Militants of the Jabhat al-Nusra -- al Qaeda’s Syrian affiliate -- destroyed a thirteenth-century tomb of Imam Nawawi, a revered Islamic scholar, on Wednesday, the Syrian Observatory for Human Rights said, in a statement released Thursday. The tomb, located in the southern Syrian city of Nawa near the Jordanian border, is the latest historical site to fall prey to the protracted conflict in Syria.
According to a report by Al Jazeera, the Syrian government condemned the destruction of the tomb as an attack on the “country’s history and heritage.” The city of Nawa, which lies in the southern Daraa Governorate, has been a site of frequent conflict between moderate Syrian rebels, al Qaeda-backed militants and government troops since early last year. Imam Nawawi, born in 1233 AD, is believed to have written several books on Islamic studies and Quranic verses. After his death in 1277 AD, he was buried in his hometown of Nawa.
The militants of Jabhat al-Nusra, al Qaeda and the Islamic State group follow a puritanical Salafist doctrine that prohibits the construction and veneration of tombs and shrines, which are viewed as un-Islamic and sacrilegious. A number of Salafist groups have also been implicated in attacks on Sufi shrines in Libya and Tunisia, according to media reports.

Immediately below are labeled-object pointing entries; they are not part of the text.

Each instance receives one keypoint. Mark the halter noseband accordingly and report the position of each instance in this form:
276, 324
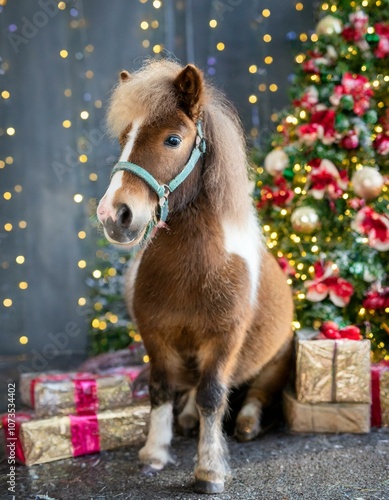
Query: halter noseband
163, 190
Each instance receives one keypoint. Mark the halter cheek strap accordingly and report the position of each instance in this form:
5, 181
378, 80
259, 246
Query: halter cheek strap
163, 190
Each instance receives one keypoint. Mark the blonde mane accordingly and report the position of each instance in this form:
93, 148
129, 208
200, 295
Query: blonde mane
149, 95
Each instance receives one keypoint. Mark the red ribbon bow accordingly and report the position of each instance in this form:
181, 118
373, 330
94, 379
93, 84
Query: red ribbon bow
326, 283
330, 330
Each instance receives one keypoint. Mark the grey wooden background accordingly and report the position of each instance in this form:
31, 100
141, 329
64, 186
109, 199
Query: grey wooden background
101, 37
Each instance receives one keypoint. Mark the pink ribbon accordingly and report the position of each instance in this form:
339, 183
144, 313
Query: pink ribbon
85, 434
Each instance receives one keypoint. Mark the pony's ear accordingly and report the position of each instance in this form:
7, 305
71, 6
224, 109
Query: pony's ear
189, 88
124, 76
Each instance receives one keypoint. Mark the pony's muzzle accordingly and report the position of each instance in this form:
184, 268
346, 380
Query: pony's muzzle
118, 228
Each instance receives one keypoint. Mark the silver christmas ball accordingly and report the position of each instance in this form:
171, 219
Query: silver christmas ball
276, 162
305, 220
367, 183
329, 25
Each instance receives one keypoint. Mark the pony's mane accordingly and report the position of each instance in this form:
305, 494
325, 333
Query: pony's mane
149, 94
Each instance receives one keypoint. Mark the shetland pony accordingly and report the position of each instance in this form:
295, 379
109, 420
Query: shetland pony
212, 305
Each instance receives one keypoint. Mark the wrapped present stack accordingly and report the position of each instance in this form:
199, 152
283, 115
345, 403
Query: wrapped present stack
75, 414
332, 390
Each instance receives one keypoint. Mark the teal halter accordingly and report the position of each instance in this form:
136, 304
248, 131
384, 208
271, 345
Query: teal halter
163, 190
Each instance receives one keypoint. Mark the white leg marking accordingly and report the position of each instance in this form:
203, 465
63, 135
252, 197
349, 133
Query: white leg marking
189, 416
156, 450
245, 240
131, 140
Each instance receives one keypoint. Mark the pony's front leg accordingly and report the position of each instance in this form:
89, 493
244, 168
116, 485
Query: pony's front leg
212, 465
156, 452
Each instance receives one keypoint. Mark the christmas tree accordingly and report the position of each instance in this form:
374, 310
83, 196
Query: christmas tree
322, 182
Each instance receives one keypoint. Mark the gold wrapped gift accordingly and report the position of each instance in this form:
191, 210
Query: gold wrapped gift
325, 417
333, 371
45, 440
66, 393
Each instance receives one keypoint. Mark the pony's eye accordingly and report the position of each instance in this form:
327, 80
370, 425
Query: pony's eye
173, 141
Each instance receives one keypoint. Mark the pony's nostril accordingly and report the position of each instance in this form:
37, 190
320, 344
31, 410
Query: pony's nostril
124, 216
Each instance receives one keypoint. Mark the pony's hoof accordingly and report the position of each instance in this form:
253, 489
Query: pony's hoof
247, 429
245, 436
149, 470
208, 487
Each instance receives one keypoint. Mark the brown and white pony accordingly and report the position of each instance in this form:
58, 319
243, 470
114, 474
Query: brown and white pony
212, 305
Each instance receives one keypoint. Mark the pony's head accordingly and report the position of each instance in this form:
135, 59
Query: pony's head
155, 113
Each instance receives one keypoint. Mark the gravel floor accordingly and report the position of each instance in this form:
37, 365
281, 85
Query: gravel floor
277, 466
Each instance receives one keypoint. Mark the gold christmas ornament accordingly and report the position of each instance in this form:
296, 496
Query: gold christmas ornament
276, 162
367, 183
305, 220
329, 25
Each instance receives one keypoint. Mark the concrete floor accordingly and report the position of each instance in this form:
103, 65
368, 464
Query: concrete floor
276, 466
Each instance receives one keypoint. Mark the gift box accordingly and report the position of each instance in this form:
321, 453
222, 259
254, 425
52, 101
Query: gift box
66, 393
325, 417
333, 371
380, 394
36, 441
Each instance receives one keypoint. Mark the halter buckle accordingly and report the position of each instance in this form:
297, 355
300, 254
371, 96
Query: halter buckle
163, 199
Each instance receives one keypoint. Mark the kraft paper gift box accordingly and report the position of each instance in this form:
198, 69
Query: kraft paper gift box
65, 393
325, 417
36, 441
333, 371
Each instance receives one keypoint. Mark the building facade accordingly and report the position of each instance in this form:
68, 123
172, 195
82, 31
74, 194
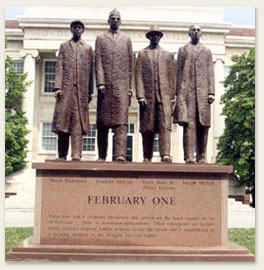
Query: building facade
33, 41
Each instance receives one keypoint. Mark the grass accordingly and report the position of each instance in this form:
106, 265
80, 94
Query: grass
15, 235
243, 237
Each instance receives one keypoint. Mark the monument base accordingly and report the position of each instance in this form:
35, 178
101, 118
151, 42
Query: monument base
92, 211
27, 251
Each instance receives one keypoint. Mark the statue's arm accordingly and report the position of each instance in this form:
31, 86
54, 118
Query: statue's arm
179, 69
91, 77
211, 80
139, 80
59, 70
171, 70
130, 59
100, 80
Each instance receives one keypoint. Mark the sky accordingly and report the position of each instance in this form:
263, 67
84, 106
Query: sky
242, 15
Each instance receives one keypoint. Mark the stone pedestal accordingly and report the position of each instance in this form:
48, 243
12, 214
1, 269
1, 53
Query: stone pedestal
130, 212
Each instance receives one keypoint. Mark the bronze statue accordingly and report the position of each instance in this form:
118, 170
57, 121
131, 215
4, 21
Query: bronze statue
73, 92
195, 93
113, 59
155, 94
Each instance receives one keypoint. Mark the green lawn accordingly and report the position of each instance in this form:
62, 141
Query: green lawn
243, 237
16, 235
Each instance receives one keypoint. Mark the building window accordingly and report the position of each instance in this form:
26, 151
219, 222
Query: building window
90, 139
226, 73
18, 66
49, 138
49, 75
156, 143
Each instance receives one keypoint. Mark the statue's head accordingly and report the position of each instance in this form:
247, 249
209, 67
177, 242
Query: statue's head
114, 19
154, 35
77, 28
195, 33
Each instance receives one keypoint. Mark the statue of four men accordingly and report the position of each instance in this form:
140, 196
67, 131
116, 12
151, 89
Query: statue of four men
155, 90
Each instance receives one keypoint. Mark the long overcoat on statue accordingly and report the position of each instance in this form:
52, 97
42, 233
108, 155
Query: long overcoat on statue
113, 64
69, 66
194, 82
145, 86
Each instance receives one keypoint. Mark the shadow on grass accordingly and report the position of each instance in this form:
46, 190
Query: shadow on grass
243, 237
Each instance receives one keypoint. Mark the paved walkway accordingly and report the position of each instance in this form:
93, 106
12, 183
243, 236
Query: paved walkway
239, 216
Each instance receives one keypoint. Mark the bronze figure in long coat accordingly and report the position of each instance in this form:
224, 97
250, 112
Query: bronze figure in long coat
155, 93
113, 60
195, 92
73, 90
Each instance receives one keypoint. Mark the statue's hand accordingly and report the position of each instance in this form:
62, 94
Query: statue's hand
89, 98
101, 88
129, 98
173, 101
211, 99
58, 94
142, 102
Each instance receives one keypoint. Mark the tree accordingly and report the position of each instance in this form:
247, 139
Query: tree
237, 144
15, 125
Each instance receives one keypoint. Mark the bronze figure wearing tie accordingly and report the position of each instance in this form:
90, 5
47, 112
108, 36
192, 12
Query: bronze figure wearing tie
113, 59
155, 93
195, 93
73, 91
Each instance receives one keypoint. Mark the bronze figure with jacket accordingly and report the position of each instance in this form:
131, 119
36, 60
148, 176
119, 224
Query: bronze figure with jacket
113, 62
73, 91
195, 93
155, 93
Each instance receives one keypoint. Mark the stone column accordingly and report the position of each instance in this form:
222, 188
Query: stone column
28, 101
23, 181
218, 120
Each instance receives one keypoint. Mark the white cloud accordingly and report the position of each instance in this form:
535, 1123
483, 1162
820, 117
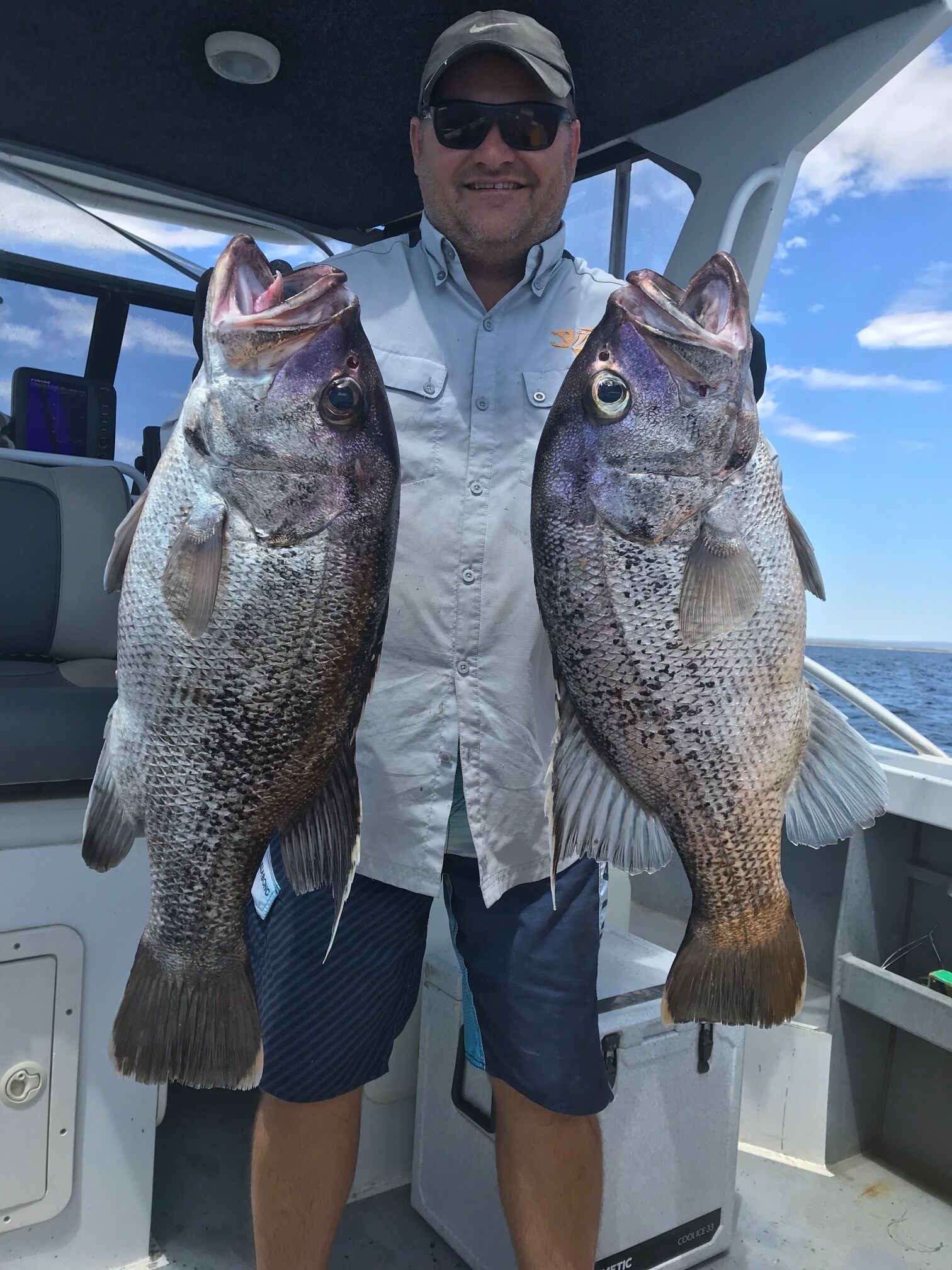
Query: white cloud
812, 436
71, 316
908, 331
14, 333
921, 318
152, 337
767, 407
819, 377
902, 136
792, 244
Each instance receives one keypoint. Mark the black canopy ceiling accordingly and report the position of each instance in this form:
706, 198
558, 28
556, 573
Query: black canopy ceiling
126, 86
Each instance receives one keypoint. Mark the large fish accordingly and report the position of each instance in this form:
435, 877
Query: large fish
671, 577
254, 585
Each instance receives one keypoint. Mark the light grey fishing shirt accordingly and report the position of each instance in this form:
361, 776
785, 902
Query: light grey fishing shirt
465, 662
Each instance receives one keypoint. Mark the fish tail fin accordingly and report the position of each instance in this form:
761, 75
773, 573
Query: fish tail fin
192, 1025
734, 982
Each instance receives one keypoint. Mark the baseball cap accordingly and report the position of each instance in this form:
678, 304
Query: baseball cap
506, 32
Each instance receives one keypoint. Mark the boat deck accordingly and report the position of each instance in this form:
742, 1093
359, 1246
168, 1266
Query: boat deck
864, 1217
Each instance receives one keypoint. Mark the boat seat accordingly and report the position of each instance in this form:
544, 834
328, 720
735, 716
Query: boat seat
57, 626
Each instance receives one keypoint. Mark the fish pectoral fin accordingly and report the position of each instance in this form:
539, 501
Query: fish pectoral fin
839, 786
807, 559
322, 845
722, 586
591, 813
122, 545
193, 568
108, 832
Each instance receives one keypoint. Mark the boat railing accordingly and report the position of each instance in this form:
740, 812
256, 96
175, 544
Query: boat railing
868, 705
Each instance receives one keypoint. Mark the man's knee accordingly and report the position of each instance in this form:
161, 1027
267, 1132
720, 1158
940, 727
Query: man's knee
516, 1106
278, 1117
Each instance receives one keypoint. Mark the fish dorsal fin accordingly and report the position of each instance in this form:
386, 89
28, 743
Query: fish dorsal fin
839, 787
804, 547
122, 545
589, 811
722, 586
322, 845
108, 831
193, 568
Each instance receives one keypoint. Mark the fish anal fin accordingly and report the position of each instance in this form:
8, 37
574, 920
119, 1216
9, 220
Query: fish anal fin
193, 568
322, 845
841, 786
722, 586
122, 545
807, 559
589, 811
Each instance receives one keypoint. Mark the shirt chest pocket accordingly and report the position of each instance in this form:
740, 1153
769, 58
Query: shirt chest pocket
417, 391
541, 390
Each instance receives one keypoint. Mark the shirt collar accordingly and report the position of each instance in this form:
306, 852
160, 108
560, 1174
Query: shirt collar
445, 262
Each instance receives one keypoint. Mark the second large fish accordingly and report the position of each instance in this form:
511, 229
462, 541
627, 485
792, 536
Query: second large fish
254, 578
671, 577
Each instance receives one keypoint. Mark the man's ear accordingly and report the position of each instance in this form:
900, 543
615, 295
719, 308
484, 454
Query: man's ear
416, 139
577, 139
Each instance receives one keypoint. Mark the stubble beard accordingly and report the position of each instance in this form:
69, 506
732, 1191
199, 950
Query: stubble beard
496, 251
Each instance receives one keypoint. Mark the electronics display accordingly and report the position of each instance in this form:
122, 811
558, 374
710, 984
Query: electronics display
62, 415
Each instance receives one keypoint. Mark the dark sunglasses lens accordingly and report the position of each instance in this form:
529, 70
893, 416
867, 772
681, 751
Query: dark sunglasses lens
532, 126
461, 125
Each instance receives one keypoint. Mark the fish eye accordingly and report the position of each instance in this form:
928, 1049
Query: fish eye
341, 403
611, 397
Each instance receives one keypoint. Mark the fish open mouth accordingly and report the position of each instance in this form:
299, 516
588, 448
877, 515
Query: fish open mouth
712, 311
261, 319
247, 295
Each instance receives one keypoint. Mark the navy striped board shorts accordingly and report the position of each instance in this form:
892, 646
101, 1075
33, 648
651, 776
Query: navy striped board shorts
530, 971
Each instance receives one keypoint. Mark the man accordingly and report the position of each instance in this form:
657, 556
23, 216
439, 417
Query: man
468, 324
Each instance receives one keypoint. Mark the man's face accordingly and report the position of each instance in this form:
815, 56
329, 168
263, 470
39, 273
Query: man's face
498, 224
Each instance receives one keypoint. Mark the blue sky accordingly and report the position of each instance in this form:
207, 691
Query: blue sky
857, 315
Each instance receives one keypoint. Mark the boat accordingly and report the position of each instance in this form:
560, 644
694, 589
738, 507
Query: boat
846, 1113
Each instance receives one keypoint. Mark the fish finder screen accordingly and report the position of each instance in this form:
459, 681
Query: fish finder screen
56, 418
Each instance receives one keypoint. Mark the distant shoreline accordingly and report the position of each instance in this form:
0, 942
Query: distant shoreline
889, 648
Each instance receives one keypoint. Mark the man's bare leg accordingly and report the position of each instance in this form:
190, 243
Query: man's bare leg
302, 1169
550, 1179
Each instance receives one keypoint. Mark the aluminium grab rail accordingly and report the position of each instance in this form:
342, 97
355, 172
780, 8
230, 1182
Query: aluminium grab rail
919, 743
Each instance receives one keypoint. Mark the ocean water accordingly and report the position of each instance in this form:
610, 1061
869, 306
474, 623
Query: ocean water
914, 686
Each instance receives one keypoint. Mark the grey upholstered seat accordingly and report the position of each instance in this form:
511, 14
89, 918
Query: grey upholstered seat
57, 626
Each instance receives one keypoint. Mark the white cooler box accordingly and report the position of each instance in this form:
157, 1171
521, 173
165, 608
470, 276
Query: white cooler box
671, 1136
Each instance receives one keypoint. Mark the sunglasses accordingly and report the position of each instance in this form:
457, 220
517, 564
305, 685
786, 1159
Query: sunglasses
522, 125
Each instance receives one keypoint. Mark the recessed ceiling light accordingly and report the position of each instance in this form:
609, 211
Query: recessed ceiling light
242, 57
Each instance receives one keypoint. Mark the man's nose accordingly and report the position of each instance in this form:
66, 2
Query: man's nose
494, 151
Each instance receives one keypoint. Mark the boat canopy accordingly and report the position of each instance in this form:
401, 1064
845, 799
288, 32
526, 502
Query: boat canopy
123, 92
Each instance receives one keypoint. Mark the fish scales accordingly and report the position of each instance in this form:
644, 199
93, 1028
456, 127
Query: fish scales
254, 577
671, 580
679, 724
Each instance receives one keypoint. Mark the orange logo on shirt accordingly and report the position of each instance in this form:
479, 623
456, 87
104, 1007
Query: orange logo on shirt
573, 340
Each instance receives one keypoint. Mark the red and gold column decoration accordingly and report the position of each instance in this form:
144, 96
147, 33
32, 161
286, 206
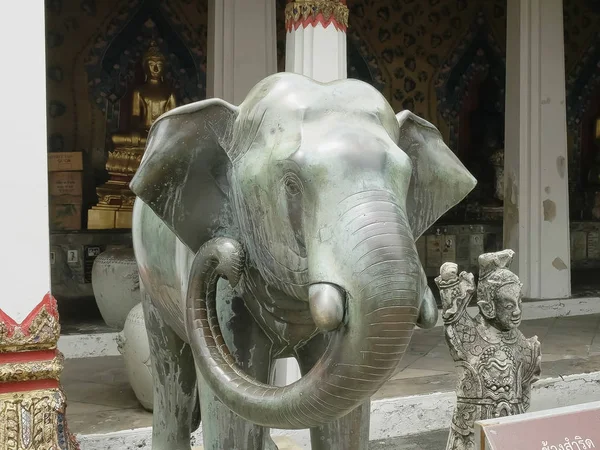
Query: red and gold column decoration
302, 13
32, 404
316, 38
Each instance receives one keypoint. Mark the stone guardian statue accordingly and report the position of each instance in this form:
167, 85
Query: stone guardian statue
495, 363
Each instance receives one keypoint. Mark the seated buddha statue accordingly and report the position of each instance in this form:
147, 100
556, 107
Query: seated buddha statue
150, 100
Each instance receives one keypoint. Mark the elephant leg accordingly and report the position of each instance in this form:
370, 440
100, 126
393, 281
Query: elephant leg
350, 432
176, 409
222, 428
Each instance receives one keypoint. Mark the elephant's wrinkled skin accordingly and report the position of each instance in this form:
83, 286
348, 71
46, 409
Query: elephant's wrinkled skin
309, 196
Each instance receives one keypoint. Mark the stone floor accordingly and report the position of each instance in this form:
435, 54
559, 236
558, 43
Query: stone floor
100, 399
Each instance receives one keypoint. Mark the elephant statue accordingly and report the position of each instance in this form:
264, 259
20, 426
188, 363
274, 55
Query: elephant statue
284, 227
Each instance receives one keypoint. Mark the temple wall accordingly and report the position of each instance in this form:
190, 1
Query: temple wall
408, 48
79, 34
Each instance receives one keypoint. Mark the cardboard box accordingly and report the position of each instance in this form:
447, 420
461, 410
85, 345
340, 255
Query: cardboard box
65, 187
65, 216
62, 161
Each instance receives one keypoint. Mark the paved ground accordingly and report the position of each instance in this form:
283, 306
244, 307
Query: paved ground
436, 440
100, 399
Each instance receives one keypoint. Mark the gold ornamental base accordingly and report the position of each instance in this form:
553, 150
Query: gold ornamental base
114, 208
107, 219
32, 403
34, 420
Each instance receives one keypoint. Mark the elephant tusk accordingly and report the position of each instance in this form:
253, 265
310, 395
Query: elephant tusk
326, 303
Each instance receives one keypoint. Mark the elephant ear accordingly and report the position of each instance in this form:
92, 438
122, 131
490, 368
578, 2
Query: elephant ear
439, 180
183, 174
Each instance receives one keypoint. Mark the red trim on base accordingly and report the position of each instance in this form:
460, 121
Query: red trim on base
315, 21
47, 302
21, 386
34, 355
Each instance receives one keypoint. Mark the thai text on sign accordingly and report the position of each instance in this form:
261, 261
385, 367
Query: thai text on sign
570, 428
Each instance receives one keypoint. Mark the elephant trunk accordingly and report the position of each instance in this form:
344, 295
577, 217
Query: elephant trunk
377, 269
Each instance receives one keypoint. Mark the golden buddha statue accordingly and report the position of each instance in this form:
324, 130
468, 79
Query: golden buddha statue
149, 101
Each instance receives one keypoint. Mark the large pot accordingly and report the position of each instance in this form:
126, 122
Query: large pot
116, 285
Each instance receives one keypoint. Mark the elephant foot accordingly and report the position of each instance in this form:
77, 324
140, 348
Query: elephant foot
175, 391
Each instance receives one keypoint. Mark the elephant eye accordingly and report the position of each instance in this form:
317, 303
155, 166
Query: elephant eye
292, 184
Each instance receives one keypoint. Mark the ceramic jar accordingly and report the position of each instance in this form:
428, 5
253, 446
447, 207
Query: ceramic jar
116, 285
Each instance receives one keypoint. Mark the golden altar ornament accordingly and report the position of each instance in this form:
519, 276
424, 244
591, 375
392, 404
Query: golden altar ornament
149, 101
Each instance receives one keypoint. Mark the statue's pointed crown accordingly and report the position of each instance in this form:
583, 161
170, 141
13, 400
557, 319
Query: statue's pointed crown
490, 262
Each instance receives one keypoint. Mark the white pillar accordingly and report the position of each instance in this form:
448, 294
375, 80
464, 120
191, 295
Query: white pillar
536, 205
25, 268
242, 47
28, 313
316, 39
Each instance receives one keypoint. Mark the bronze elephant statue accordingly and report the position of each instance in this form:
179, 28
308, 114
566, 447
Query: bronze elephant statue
308, 199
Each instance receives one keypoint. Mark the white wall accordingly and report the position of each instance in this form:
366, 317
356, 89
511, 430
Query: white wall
25, 260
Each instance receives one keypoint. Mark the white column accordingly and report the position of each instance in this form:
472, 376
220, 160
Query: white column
316, 39
28, 314
536, 205
25, 267
242, 47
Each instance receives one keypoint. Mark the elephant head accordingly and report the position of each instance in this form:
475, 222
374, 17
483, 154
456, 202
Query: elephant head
328, 190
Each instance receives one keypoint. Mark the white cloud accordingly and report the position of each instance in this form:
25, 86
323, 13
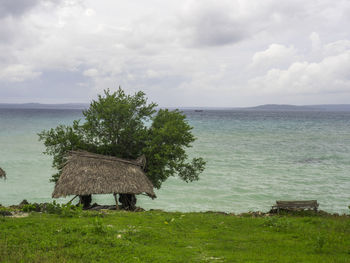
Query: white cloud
275, 56
201, 52
331, 75
18, 73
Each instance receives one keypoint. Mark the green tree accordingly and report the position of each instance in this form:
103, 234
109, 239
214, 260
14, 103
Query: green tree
127, 126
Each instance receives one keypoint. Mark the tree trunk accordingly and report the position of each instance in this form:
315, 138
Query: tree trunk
85, 200
128, 201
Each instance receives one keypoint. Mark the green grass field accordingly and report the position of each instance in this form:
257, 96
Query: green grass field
156, 236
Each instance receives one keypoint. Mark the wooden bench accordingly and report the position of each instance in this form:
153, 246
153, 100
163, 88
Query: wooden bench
296, 205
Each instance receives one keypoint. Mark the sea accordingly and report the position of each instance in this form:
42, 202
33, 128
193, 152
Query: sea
253, 158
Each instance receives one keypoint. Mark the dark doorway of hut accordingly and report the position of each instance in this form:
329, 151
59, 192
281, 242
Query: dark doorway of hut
128, 201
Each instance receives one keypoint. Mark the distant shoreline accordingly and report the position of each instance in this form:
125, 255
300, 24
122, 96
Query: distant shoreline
266, 107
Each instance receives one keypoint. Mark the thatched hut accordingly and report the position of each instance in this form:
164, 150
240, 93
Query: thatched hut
86, 173
2, 173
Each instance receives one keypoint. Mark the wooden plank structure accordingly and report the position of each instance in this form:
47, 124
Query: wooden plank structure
296, 205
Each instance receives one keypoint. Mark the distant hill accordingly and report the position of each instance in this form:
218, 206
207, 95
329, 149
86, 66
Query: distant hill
266, 107
285, 107
67, 106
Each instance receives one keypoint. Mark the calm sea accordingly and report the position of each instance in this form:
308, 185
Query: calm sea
253, 158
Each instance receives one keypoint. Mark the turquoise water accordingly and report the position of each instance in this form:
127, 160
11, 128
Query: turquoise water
253, 158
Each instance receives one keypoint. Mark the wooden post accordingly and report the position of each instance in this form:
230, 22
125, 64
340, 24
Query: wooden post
116, 201
72, 199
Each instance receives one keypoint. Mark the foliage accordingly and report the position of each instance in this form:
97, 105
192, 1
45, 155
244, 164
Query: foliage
127, 126
156, 236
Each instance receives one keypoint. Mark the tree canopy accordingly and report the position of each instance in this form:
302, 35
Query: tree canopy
127, 126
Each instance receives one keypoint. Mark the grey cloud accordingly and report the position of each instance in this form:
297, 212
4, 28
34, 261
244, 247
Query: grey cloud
16, 7
214, 27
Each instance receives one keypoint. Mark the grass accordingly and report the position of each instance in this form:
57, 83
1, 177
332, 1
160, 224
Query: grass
156, 236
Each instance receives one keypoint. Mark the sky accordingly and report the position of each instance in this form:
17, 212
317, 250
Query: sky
184, 53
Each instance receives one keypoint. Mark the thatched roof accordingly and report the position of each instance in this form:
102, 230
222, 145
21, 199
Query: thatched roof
87, 173
2, 174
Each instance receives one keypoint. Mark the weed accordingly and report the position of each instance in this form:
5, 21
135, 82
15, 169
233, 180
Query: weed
98, 226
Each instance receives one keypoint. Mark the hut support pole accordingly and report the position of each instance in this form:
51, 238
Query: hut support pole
72, 199
116, 201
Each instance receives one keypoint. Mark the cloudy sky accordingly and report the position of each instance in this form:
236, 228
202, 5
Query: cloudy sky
180, 53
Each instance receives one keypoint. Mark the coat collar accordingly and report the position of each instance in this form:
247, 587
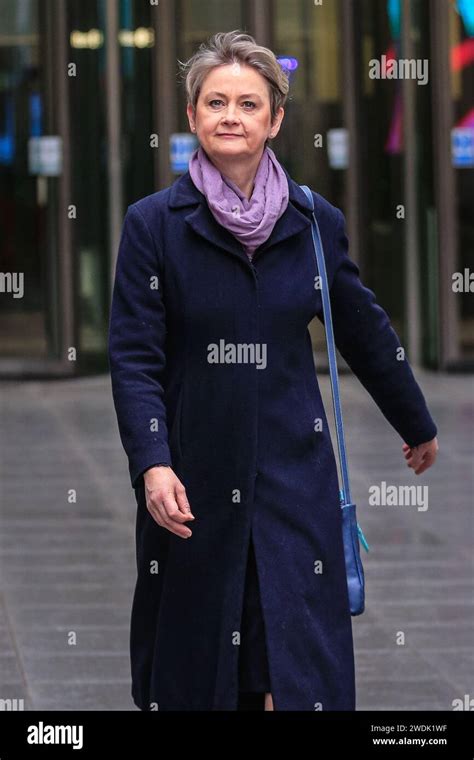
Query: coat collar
295, 218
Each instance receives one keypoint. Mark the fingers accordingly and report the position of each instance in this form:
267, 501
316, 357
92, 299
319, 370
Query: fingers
171, 517
170, 508
420, 458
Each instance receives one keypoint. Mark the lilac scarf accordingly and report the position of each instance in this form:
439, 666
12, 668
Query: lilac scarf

In a report published in December last year, the United Nations had said that satellite images had shown “alarming” damage to nearly 300 historical sites, including several UNESCO World Heritage Sites. In the city of Raqqa, which is the de-facto headquarters of ISIS, the Sufi Muslim Uwais al-Qarni Mosque and a shrine to Ammar ibn Yasir, believed to be one of Prophet Muhammad’s companions, have also been destroyed, the U.N. had said, in its report.
“The alarming level of damage to many of these areas do call for increased international and national attention to better protect the rich cultural heritage of Syria,” the U.N. said, in its report.